Alfredo Cristiani et quatre militaires poursuivis pour la massacre de prêtres jésuites en 1989

Entrevue 1

Un tribunal de San Salvador a ordonné la capture de l’ancien président du Salvador, Alfredo Cristiani, ainsi que de quatre anciens militaires, pour leur implication présumée dans la massacre de six prêtres jésuites et de deux collaboratrices en 1989, durant la guerre civile salvadorienne. Cette décision s’inscrit dans le cadre de la réouverture d’un dossier emblématique des violations des droits humains de cette période.

Un massacre pendant la guerre civile

Dans la nuit du 16 novembre 1989, au cœur de la plus grande offensive des guérillas salvadoriennes, un commando d’élite de l’armée, issu du bataillon Atlacatl, a pris d’assaut le campus de l’Université centraméricaine José Simeón Cañas (UCA). Les soldats ont assassiné six prêtres jésuites : Ignacio Ellacuría, Segundo Montes, Ignacio Martín-Baró, Amando López, Juan Ramón Moreno et Joaquín López. Également tuées lors de l’attaque, Elba Ramos, collaboratrice de l’université, et sa fille de 16 ans, Celina Ramos.

À l’époque, Alfredo Cristiani, président de 1989 à 1994, était également commandant en chef des forces armées. L’armée considérait l’UCA comme un « refuge de subversifs », en raison des critiques des jésuites sur les inégalités sociales et les violences gouvernementales.

En mars 2022, un mandat d’arrêt avait déjà été émis contre Cristiani, mais sa localisation reste inconnue. Quatre anciens colonels de l’armée ainsi que Rafael Larios, ancien ministre de la Défense, sont également inculpés dans cette affaire. Ils font face à des accusations de terrorisme, d’assassinat, de fraude procédurale et de dissimulation.
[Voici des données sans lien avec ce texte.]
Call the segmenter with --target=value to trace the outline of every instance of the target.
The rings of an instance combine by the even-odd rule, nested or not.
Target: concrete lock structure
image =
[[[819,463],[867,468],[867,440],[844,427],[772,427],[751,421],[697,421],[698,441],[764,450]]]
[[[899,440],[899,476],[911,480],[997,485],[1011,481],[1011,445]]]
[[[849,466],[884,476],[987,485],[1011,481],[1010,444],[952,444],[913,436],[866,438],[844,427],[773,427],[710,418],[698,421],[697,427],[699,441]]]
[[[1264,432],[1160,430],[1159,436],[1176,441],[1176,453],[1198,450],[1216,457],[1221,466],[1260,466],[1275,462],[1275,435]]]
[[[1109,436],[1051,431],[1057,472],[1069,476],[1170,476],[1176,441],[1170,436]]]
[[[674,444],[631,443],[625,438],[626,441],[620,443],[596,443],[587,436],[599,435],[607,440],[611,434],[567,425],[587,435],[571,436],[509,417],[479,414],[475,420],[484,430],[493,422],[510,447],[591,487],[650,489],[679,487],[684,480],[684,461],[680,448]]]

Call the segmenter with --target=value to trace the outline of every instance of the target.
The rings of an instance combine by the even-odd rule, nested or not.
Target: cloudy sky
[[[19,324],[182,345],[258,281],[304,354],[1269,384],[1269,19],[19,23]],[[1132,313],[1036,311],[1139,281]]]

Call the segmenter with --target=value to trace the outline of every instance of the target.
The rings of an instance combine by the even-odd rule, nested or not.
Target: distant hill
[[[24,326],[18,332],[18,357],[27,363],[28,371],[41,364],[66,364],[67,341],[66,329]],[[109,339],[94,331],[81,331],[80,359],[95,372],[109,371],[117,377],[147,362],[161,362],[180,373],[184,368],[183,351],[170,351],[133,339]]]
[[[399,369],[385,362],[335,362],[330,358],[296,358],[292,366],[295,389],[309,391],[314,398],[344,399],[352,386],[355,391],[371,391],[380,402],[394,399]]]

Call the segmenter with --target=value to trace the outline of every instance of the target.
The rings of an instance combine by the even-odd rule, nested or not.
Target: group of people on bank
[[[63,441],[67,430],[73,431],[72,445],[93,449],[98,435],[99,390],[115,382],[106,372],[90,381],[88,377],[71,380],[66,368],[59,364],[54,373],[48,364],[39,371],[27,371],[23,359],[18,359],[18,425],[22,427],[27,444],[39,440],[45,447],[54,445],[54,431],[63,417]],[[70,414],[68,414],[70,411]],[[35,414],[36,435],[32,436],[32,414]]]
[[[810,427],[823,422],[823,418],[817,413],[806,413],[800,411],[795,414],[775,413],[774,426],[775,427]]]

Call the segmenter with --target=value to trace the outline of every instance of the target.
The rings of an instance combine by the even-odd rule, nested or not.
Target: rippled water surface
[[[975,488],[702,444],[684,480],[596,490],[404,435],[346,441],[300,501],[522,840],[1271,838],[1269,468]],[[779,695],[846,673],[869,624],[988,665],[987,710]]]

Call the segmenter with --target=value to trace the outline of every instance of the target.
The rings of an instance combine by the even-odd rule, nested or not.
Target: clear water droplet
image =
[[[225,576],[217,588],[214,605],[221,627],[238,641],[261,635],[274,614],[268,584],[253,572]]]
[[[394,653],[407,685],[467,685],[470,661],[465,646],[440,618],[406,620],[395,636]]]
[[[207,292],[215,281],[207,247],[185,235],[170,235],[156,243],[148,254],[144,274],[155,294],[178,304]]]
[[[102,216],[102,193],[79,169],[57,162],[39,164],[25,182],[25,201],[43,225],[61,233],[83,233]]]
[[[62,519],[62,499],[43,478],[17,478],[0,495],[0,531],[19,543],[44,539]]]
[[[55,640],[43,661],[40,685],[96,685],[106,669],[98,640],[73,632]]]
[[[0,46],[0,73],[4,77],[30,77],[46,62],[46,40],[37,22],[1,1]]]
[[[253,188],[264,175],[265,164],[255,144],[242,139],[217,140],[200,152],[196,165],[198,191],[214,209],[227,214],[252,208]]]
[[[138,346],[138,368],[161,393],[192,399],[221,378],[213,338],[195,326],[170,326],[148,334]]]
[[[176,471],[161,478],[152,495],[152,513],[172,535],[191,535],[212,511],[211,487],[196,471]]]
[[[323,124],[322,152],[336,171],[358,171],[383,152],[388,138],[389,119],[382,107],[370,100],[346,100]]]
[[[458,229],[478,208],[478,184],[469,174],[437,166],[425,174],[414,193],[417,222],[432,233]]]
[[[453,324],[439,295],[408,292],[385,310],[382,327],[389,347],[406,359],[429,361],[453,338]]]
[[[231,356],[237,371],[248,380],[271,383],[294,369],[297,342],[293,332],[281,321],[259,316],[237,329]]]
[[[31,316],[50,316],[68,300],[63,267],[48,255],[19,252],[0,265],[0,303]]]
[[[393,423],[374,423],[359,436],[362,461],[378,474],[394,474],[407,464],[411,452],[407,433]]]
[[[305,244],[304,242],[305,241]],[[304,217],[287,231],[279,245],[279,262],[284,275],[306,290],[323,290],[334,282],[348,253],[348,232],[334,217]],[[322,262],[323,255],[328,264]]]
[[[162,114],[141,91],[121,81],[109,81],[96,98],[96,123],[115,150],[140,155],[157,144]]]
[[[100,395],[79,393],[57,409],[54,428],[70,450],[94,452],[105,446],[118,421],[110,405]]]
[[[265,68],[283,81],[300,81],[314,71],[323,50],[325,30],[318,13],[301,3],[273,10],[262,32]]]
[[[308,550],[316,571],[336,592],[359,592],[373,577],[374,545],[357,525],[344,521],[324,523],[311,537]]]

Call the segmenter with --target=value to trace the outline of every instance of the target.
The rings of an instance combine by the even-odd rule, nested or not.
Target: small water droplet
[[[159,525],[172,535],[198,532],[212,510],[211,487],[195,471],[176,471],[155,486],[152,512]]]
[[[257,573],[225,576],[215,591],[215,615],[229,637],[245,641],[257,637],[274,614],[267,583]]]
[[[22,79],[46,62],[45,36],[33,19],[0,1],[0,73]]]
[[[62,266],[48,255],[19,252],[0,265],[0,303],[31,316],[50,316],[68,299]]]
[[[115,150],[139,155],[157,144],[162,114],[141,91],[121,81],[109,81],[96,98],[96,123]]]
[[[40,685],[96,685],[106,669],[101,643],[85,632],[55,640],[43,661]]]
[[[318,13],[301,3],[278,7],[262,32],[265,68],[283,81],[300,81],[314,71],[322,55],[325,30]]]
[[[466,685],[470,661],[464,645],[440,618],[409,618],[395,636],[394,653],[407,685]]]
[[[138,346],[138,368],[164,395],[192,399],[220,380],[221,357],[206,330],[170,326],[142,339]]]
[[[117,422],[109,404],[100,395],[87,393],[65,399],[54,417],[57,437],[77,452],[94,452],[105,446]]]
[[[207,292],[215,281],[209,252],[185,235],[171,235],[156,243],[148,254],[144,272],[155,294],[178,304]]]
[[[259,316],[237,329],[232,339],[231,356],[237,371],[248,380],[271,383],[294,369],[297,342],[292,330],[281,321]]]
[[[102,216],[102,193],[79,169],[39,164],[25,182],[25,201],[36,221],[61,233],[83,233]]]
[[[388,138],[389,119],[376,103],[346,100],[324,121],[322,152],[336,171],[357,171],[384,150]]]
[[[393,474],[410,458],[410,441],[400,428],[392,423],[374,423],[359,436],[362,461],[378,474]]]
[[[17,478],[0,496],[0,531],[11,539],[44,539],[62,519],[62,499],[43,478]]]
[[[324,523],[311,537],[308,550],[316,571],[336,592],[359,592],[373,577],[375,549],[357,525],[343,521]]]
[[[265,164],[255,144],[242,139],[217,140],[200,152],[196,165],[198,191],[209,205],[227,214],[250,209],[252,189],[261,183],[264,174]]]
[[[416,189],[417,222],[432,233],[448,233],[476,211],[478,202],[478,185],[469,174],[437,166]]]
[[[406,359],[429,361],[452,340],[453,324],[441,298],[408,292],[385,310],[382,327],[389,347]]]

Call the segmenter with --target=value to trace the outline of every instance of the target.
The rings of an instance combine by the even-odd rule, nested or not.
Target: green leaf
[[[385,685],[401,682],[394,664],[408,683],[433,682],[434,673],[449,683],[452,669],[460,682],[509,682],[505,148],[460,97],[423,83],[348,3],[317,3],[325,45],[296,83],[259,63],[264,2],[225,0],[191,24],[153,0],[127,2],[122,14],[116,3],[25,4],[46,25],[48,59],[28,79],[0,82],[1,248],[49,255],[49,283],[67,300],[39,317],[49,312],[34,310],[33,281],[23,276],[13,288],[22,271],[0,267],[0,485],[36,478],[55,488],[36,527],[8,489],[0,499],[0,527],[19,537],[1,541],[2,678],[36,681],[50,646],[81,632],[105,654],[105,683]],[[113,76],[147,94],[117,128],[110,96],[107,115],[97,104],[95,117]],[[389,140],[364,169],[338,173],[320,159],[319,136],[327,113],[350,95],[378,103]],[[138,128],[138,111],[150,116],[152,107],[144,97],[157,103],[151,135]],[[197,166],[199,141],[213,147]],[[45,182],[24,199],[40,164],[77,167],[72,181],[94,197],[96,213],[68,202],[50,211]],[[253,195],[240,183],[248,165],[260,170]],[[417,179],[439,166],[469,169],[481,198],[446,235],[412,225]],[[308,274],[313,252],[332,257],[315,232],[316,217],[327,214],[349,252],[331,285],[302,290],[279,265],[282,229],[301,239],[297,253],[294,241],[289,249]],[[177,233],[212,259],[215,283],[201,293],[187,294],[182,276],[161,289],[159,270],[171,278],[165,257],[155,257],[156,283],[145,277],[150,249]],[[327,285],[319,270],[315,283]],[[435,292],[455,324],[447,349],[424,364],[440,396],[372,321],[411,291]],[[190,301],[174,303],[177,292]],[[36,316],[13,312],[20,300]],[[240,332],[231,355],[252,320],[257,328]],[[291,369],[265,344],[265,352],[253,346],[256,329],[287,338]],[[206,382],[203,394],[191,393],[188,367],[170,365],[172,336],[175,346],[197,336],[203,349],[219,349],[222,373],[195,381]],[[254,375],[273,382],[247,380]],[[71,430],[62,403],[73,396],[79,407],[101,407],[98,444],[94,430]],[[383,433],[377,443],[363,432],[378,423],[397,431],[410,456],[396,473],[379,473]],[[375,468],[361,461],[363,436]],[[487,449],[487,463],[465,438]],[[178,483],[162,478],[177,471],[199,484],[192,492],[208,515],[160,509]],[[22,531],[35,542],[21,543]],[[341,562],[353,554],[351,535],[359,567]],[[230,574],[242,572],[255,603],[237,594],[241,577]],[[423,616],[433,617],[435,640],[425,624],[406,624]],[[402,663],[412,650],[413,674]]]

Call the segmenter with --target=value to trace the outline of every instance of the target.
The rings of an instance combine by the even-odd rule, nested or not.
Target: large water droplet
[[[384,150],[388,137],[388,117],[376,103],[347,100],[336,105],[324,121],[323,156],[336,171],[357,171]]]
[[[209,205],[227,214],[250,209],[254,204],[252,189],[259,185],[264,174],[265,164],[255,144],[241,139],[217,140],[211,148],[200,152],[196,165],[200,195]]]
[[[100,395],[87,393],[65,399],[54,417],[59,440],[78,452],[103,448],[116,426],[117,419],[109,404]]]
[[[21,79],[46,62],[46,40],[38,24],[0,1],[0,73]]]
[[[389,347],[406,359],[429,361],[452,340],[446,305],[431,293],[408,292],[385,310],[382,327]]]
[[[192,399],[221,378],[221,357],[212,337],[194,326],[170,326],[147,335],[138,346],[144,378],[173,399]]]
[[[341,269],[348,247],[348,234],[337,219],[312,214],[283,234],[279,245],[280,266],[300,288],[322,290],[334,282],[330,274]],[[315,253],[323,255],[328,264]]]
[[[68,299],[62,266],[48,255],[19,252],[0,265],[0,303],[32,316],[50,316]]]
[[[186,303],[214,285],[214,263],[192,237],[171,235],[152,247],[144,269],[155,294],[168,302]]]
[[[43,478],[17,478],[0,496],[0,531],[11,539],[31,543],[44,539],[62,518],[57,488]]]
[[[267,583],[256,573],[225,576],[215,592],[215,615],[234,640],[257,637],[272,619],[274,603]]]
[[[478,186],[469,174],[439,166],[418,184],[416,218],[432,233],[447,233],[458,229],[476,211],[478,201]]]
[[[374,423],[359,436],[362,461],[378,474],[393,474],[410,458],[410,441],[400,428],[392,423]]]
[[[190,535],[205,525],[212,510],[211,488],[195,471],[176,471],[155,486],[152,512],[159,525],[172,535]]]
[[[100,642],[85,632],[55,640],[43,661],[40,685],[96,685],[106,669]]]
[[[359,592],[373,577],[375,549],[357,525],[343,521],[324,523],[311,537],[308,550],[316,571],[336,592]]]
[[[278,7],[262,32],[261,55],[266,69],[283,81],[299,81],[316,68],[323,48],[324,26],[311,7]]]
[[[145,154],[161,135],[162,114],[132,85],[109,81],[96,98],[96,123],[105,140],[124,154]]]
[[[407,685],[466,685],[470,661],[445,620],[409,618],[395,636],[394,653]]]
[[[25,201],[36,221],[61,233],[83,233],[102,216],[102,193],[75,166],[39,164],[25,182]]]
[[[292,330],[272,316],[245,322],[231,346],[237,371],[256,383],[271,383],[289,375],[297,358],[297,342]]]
Un dossier rouvert après des décennies

La justice salvadorienne avait initialement enterré l’affaire sous le coup de la loi d’amnistie de 1993, adoptée après les accords de paix mettant fin à la guerre civile (1980-1992). Cependant, cette loi a été annulée en 2016, permettant la réouverture du dossier en 2017. Ce nouveau procès est également soutenu par la communauté jésuite et l’Université centraméricaine, qui demandent justice pour les victimes.

Dans cette affaire, plusieurs officiers ont déjà été condamnés. Guillermo Benavides Moreno, colonel de l’armée, purge une peine de 30 ans au Salvador. Inocente Montano, un autre militaire, a été jugé et condamné en Espagne à 133 ans de prison pour ces crimes.

La guerre civile au Salvador a fait plus de 75 000 morts et 7 000 disparus. Ce procès emblématique rappelle l’importance de la justice pour surmonter les traumatismes collectifs et établir la vérité sur les exactions commises pendant cette période sombre de l’histoire salvadorienne.